Dengue notification rate (map) and reported cases (graph) in Europe


Source: ECDC, 2023, Surveillance Atlas of Infectious Diseases


Map and graph show data for the EEA member countries, excluding Bulgaria, Cyprus, Denmark, Iceland, Liechtenstein, Norway, Switzerland and Türkiye due to absence of data. The boundaries and names shown on this map do not imply official endorsement or acceptance by the European Union.

The disease is notifiable at the EU level, but the reporting period varies among the countries.

When countries report zero cases, the notification rate on the map is shown as '0'. When countries have not reported on the disease in a particular year, the rate is not visible in the map and is labelled as 'unreported' (last updated in April 2023).


Source & transmission

The DENV is mainly transmitted to humans via infected female Aedes mosquitos. These mosquitos bite in daylight, though there may be peaks of activity in the early morning and late afternoon. A mosquito becomes infectious when it feeds on a person with DENV. The infected mosquito remains infectious and hazardous for other people for the rest of its life (WHO, 2022). Dengue can also be transmitted from a pregnant mother to her infant (Sinhabahu et al., 2014). Transmission via blood during organ donation or blood transfusions is rare (Pozzetto et al., 2015).

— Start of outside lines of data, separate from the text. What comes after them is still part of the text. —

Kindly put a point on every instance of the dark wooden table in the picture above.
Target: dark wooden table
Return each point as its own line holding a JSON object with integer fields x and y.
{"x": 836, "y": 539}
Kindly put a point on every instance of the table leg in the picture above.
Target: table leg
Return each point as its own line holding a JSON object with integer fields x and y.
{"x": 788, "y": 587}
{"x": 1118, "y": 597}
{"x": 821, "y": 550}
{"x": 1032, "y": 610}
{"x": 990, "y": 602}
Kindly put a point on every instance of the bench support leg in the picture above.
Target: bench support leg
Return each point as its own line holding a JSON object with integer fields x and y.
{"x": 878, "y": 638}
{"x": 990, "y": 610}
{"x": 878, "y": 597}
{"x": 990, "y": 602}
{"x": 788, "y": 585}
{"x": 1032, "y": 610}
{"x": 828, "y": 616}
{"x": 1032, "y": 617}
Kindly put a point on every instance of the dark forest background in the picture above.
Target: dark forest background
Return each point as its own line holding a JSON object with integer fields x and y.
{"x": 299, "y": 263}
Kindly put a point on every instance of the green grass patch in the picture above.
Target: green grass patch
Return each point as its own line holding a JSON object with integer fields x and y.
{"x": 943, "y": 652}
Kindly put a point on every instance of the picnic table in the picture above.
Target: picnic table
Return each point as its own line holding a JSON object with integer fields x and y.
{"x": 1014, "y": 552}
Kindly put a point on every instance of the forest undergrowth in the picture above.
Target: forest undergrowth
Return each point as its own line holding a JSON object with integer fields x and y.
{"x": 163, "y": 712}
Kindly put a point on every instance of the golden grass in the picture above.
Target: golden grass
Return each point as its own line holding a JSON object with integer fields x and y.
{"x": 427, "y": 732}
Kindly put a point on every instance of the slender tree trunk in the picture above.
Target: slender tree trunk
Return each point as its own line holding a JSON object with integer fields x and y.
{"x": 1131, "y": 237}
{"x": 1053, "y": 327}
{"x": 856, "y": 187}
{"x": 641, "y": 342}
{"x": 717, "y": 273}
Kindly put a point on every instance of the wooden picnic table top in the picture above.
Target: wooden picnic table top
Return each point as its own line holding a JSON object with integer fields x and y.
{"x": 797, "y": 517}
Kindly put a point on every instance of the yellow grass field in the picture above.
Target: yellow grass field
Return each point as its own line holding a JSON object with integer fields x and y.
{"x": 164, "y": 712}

The Aedes aegypti mosquito is the primary vector of the DENV in the world. It is well adapted to the warm and humid climate of the (sub-)tropics. Ae. aegypti used to be present in Europe, and particularly in the Mediterranean basin, up to the middle of the 20th century, after which the species became rare following changing hygienic circumstances. Recently however, Ae. aegypti was observed more regularly again in certain parts of Europe (Trájer, 2021). It is established in Madeira (Portugal), Southern Russia, and Georgia, and has been introduced in Türkiye, the Canary Islands (Spain) and Cyprus (ECDC, 2021a; Miranda et al., 2022). 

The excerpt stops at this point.